Through the Looking Glass Children's Book Reviews

The Cottage Tales of Beatrix Potter: The Tale of Holly How

The Cottage Tales of Beatrix Potter: The Tale of Holly How

Susan Wittig Albert
Fiction  Series
For ages 14 and up
Penguin, 2006   ISBN: 978-0425206133

Life in the twin villages of Near Sawrey and Far Sawrey appears to be going along as smoothly as can be expected and yet there are undercurrents of trouble. Many people are worried that Margaret Nash, the beloved school teacher at Sawrey School, will not be selected to be the new headmistress. On Holly How old Bosworth badger is greatly disturbed because a badger sett in the area has been dug up. A mother badger and her two kits are missing and feared taken by the cruel badger baiters who like to force badgers to fight dogs for entertainment. At Tidmarsh Manor Lady Longford is suffering from some mysterious ailment and her granddaughter, Caroline, recently orphaned and brought to England from New Zealand, is miserable. Then, to top it all off an old man, the tenant of the farm on Holly How, is found dead under suspicious circumstances.

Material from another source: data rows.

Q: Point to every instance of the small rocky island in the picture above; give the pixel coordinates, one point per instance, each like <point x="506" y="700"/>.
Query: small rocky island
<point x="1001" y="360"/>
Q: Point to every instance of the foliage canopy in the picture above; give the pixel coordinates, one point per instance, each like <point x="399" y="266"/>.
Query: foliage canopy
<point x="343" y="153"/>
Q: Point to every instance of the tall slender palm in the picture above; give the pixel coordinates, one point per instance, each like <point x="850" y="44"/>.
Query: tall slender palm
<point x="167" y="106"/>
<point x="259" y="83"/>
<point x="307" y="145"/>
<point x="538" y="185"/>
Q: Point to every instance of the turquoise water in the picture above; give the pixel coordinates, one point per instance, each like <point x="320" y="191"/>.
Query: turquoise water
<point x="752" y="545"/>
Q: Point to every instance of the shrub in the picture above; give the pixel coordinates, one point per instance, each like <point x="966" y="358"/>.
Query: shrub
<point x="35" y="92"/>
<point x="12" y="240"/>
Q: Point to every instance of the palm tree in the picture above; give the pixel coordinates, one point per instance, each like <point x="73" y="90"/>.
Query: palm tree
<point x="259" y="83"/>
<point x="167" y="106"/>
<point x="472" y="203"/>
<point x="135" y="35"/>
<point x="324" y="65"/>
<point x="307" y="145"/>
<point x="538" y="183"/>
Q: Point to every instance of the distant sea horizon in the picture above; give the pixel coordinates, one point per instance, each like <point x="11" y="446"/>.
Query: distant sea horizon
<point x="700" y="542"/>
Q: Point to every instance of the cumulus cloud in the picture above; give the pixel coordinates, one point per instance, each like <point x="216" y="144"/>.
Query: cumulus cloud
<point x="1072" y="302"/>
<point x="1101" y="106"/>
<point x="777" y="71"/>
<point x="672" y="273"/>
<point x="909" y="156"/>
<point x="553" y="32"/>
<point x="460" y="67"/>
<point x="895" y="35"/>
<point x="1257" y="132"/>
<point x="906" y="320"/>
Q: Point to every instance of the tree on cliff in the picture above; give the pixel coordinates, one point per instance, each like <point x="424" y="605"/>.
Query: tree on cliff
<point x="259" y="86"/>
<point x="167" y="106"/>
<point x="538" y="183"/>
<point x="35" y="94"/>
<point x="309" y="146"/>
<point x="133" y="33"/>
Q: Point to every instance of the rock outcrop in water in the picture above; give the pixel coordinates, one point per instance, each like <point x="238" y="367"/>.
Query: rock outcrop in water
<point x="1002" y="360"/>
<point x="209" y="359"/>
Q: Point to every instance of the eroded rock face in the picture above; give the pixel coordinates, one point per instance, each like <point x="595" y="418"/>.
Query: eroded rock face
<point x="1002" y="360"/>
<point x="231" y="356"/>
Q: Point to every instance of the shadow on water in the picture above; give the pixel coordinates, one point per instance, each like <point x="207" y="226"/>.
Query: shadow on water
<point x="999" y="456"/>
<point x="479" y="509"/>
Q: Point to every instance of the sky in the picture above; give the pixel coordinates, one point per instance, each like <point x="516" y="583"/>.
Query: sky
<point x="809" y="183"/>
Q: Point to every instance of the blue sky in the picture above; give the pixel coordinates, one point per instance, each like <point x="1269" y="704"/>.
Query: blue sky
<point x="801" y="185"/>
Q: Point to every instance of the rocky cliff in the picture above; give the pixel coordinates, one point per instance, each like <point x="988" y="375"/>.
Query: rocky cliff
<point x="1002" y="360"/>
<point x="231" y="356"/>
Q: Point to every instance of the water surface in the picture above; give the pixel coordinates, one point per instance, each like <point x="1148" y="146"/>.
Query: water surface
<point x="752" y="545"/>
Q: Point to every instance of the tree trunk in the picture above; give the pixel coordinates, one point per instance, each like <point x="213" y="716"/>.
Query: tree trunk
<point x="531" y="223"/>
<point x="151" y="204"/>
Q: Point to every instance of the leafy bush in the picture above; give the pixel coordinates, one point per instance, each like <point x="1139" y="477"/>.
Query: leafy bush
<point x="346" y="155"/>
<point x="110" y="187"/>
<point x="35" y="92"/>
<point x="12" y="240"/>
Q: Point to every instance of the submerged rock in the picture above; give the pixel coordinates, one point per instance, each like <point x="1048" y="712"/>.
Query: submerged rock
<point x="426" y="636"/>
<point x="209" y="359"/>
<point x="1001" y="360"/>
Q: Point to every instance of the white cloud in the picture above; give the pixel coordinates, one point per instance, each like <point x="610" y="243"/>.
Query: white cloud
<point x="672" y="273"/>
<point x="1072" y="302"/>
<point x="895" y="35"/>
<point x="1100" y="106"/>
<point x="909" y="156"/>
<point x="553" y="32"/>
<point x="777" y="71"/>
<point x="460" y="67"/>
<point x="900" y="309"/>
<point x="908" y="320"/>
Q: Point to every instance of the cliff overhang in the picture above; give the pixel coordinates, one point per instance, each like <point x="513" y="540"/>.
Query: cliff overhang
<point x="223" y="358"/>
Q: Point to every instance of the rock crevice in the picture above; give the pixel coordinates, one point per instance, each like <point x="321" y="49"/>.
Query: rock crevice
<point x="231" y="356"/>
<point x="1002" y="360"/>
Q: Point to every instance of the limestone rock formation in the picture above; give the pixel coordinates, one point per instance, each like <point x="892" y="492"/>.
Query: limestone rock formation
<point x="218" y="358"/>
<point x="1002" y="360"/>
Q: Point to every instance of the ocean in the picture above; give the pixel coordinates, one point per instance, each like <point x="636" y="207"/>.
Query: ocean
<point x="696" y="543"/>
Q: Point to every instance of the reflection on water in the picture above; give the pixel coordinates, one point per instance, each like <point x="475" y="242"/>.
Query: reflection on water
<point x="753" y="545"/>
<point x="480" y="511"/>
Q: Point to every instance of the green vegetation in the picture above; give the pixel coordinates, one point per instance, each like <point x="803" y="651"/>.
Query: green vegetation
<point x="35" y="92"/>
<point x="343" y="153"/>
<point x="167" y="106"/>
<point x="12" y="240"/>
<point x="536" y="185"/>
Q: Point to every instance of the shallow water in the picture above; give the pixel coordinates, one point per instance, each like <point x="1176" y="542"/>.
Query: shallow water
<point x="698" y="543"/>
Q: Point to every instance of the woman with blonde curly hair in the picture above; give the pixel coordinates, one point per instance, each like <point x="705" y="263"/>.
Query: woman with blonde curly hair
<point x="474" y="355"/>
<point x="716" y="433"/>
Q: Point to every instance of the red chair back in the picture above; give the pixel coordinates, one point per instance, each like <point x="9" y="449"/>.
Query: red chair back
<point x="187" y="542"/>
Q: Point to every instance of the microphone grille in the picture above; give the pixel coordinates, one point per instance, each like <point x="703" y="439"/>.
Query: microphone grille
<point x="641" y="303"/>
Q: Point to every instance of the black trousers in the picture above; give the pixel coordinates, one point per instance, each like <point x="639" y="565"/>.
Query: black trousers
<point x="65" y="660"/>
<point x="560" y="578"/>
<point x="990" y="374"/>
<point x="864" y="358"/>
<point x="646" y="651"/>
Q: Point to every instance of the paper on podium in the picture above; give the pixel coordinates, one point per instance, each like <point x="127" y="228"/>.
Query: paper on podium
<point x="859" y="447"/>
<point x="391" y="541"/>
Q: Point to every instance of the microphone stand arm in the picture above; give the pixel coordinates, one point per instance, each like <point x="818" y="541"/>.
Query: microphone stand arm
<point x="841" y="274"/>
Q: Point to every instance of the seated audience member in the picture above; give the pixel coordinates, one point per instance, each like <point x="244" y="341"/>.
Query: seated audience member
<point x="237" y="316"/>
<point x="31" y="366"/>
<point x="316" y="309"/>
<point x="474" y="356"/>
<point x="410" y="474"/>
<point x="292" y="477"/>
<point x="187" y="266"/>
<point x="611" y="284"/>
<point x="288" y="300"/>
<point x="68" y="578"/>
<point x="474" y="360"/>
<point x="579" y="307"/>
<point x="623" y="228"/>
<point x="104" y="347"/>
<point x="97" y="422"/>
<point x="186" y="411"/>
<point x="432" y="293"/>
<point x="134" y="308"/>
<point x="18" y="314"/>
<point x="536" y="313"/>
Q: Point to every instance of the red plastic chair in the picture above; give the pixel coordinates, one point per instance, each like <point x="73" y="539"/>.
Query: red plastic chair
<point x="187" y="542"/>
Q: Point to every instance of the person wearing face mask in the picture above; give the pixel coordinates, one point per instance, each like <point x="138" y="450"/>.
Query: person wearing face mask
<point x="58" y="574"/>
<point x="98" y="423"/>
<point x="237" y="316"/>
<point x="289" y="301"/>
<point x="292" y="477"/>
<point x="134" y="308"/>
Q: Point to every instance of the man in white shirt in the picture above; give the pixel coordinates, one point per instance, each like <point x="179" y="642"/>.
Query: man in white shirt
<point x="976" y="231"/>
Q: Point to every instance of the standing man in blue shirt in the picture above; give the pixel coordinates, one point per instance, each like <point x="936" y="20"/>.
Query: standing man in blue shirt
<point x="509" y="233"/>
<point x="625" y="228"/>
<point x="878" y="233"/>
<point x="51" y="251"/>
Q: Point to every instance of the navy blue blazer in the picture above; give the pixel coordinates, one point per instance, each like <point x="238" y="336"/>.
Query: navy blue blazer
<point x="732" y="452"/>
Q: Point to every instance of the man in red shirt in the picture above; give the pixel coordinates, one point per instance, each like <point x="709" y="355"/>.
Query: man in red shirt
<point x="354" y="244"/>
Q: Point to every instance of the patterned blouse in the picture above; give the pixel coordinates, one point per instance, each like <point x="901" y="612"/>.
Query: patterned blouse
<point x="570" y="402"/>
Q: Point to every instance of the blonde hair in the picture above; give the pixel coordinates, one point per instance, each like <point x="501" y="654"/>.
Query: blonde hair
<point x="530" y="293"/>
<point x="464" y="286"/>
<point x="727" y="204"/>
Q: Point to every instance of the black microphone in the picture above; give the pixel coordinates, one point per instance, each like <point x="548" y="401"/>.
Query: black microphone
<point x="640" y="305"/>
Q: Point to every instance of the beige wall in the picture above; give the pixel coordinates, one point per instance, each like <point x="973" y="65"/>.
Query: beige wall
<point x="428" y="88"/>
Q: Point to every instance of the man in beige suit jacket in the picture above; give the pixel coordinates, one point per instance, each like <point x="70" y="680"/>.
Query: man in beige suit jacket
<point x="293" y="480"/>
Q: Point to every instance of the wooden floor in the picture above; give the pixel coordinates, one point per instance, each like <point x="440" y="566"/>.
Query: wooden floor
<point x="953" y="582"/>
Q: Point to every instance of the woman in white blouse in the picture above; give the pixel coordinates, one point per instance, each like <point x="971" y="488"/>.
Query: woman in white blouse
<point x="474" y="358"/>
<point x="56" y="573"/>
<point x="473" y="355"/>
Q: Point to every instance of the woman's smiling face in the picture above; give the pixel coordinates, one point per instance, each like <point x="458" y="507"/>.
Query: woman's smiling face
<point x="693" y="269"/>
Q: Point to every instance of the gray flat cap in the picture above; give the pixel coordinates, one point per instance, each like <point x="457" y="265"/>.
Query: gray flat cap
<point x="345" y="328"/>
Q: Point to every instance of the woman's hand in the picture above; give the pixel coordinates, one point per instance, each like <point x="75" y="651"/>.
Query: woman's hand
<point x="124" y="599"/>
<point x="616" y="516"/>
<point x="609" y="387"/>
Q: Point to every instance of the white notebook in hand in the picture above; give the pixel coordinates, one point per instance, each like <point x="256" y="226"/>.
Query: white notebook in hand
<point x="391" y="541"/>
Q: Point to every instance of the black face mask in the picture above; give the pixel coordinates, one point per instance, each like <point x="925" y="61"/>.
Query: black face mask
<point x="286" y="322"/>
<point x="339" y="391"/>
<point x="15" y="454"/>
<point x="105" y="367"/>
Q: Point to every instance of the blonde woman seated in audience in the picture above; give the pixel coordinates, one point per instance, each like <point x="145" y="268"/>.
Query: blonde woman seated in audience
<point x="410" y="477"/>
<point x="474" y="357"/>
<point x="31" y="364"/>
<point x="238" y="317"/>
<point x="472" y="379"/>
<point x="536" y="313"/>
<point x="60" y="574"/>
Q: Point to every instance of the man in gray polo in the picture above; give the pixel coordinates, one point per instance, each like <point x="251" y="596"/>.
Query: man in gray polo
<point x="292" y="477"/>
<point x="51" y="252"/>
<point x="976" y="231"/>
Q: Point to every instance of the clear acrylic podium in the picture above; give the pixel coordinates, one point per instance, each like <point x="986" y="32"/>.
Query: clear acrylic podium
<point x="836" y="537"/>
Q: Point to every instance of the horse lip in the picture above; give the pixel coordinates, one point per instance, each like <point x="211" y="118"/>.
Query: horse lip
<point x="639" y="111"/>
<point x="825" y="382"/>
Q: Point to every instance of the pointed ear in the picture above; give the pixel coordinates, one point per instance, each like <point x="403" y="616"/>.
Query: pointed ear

Beatrix Potter who is overseeing the renovations of her own farm is the one who finds old Ben’s body and right from the beginning she finds herself involved in the case. She also involves herself in the plight of young Caroline, taking her a guinea pig called Tuppenny to play with and to keep her company for a few weeks. From the start she distrusts and dislikes Lady Langford’s secretary companion, Miss Martine. There is something about the women that just doesn’t sit well with Beatrix especially when she hears that Martine likes to pinch Caroline to punish her.

With her confidence in herself growing almost on a daily basis Beatrix gently but firmly sets about trying to find out what is going on in her adopted home. As she begins to learn what it means to own and run a farm, she also starts to understand the undercurrents, some of the very dark, which can run through a village in the country.

Once again Susan Wittig Albert dives into the world of a small farming community in England in the early 1900’s. Through the eyes of Beatrix, her friends, and numerous animals, both pets and wild creatures of the fields and woods, the author takes us to a different place and time. Vivid and enormously attractive characters carry the reader forward as one by one the pieces of the puzzle fall into place.